House Bill 5106
Sponsor: Rep. Jim Howell
Committee: Tax Policy
Complete to 4-21-00
A SUMMARY OF HOUSE BILL 5106 AS INTRODUCED 11-9-00
Currently, under the Income Tax Act, taxpayers may deduct certain retirement and pension benefits when calculating taxable income for purposes of the state income tax. (All pension benefits from state, federal, and local public retirement systems are deductible.) Among other things, the act says a taxpayer can deduct distributions from a 401(k) plan attributable to employer contributions or attributable to employee contributions to the extent they result in matching contributions by the employer. Other distributions from 401(k) plans apparently are not deductible. In particular, the act says a taxpayer cannot deduct amounts received from a deferred compensation plan that lets the employee determine the amount to be put aside and does not set a retirement age or requirements for years of service.
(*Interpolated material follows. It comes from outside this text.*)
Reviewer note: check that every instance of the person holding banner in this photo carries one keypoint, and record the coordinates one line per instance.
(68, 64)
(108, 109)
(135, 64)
House Bill 5106 would amend those provisions to say that distributions from a 401(k) plan could be deducted when calculating taxable income. The existing 401(k) provisions specifying which distributions can be deducted and which cannot be deducted would be deleted.
[A taxpayer can deduct up to $34,170 for a single filer or $68,340 for joint filers in private "retirement and pension benefits." However, those amounts must be reduced by the amount of public retirement benefits received. The term "retirement and pension benefits" is defined in the act: it includes some 401(k) distributions and excludes others. The bill addresses that definition as it applies to 401(k) distributions. The deduction amounts cited are for the 1999 tax year; they are adjusted for inflation annually.]